OPEC and allies, in the group known as OPEC+, had been widely expected to roll over oil cuts of 7.7 million barrels per day, or 8 percent of global supplies, at least until March 2021.


But after hopes for a speedy approval of anti-virus vaccines spurred a rally in oil prices at the end of November, some producers questioned the need to tighten oil policy, which is supported by OPEC leader Saudi Arabia.


OPEC and allies agree to gradually increase production after days of discussions


OPEC and non-OPEC allies, after days of tense discussions, agreed on Thursday to increase production by 500,000 barrels per day beginning in January. This will bring the total production cuts at the start of 2021 to 7.2 million bpd.

Ahead of the meeting, OPEC and its partners, known collectively as OPEC+, were widely expected to extend the current production cut of 7.7 million bpd through at least March. Talks were suspended on Tuesday after it became clear they were unable to reach a compromise.
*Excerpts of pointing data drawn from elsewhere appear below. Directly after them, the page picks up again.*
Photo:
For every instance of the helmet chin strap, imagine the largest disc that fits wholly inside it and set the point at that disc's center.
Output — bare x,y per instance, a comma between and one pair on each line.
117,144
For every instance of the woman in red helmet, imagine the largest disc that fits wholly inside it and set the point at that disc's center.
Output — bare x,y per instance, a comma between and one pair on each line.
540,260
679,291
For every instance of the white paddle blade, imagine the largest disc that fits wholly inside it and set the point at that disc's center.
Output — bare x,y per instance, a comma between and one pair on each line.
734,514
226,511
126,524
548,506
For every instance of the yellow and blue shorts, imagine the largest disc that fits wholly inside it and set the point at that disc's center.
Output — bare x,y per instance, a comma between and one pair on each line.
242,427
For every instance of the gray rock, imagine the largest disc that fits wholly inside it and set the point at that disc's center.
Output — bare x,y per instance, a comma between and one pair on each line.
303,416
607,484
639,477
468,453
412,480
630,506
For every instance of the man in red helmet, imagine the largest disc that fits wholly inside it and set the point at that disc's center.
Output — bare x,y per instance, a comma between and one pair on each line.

Oil ministers from the 23-member group, which is composed of some of the world’s largest crude producers, kicked off their meeting around 10 a.m. ET, following a several-hour delay.


“500,000 bpd from January is not the nightmare scenario that the market feared, but it is not what was really expected weeks ago,” said Rystad Energy senior oil markets analyst Paola Rodriguez Masiu. “Markets are now reacting positively and prices are recording a small increase as 500,000 of extra supply is not deadly for balances,” she added.


Following the meeting, international benchmark Brent crude futures traded 1.4% higher at $48.92 per barrel, while U.S. West Texas Intermediate futures settled 36 cents, or 0.8%, higher at $45.64 per barrel.